Co-occurring disorders, or illnesses happening simultaneously such as depression and substance use disorder, can leave individuals feeling lost when it comes to identifying the best treatment options for themselves or loved ones.

As the prevalence of these disorders continue to increase, hospitals are seeking out solutions to help effectively identify and treat patients in need to comprehensive behavioral healthcare.

The problem

Treating co-occurring conditions

Due to a lack of awareness and education surrounding behavioral health and behavioral health services, individuals have often avoided seeking out this form of treatment.

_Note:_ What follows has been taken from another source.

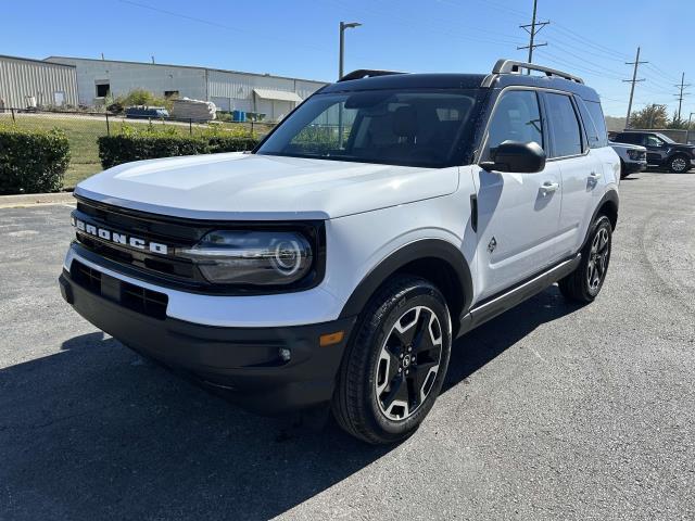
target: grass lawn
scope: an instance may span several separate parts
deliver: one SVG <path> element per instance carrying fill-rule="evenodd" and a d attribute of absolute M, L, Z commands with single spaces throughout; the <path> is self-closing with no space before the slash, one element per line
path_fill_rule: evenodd
<path fill-rule="evenodd" d="M 0 122 L 12 120 L 10 113 L 0 113 Z M 111 132 L 117 132 L 124 125 L 148 125 L 143 119 L 124 119 L 121 117 L 109 117 Z M 97 138 L 106 136 L 105 116 L 89 116 L 84 114 L 61 114 L 61 113 L 38 113 L 38 114 L 15 114 L 15 124 L 22 128 L 48 130 L 54 127 L 62 129 L 70 140 L 71 164 L 65 173 L 63 188 L 74 188 L 83 179 L 102 170 L 99 162 L 99 147 Z M 188 124 L 180 123 L 153 123 L 174 128 L 177 132 L 188 136 L 191 131 Z M 249 124 L 220 123 L 223 128 L 238 129 L 240 125 L 251 131 Z M 193 134 L 201 134 L 206 126 L 192 126 Z M 260 134 L 267 132 L 271 126 L 255 124 L 254 130 Z"/>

However, behavioral health continues to prove its value for both mental and physical conditions as well as alcohol and drug addictions.

HelpGuide, a global non-profit mental health resource, states in an article that, “In co-occurring disorders, both the mental health issue and the drug or alcohol addiction have their own unique symptoms that may get in the way of your ability to function at work or school, maintain a stable home life and relate to others.”

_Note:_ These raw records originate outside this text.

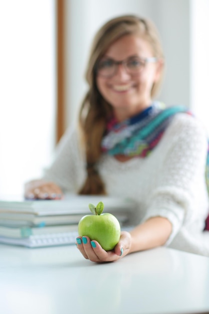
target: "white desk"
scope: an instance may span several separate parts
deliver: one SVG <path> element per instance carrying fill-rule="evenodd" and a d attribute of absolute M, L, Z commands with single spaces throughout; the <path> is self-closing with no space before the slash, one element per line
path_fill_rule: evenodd
<path fill-rule="evenodd" d="M 159 248 L 115 263 L 0 245 L 1 314 L 209 312 L 209 258 Z"/>

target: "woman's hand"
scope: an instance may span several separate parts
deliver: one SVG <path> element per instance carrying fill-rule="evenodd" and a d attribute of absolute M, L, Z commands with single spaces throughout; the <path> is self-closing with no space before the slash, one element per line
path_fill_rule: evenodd
<path fill-rule="evenodd" d="M 60 200 L 63 198 L 63 194 L 53 182 L 37 180 L 25 184 L 24 196 L 30 199 Z"/>
<path fill-rule="evenodd" d="M 92 262 L 113 262 L 129 253 L 131 239 L 131 235 L 129 232 L 121 232 L 120 241 L 112 251 L 105 251 L 97 241 L 91 241 L 89 238 L 86 236 L 78 237 L 76 245 L 84 257 Z"/>

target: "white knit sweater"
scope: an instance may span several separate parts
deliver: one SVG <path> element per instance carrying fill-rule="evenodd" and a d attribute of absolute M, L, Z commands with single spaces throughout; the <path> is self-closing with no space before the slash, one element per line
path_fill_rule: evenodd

The article also details the delicate balance of managing these co-occurring disorders. If one condition escalates, so can another. For example, when a mental health problem goes untreated, substance use usually gets worse. Similarly, when alcohol or drug abuse increases, mental health illnesses usually increase as well.

Hospitals that have a behavioral health program in place can help patients to more fully understand their current mental health status, whether they have a co-occurring disorder or not. They can also provide resources and expertise to help patients within their community receive effective care that produces long-term positive outcomes both physically and mentally.

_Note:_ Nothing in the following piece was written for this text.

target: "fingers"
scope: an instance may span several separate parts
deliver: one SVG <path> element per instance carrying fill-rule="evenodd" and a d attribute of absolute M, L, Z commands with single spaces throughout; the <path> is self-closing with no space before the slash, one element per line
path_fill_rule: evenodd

Having an adequate behavioral health program in place is especially critical as the Journal of the American Medical Association reports that:

  • Roughly 50 percent of individuals with severe mental disorders are affected by substance abuse.
  • 37 percent of alcohol abusers and 53 percent of drug abusers also have at least one serious mental illness.
  • Of all people diagnosed as mentally ill, 29 percent abuse alcohol or drugs.

The solution

As behavioral health continues to be at the forefront of hospital program priorities, especially as this patient population grows in both size and medical complexities, it is crucial to provide education on the impacts of mental health and substance use disorders.

When an individual decides to receive behavioral health treatment, appropriate coping mechanisms can be put in place to begin the recovery process. This can help patients remove alcohol or drugs as the main solution to cope with their previously undiagnosed and/or untreated mental illness, therefore eliminating the cycle of unhealthy self-treatment.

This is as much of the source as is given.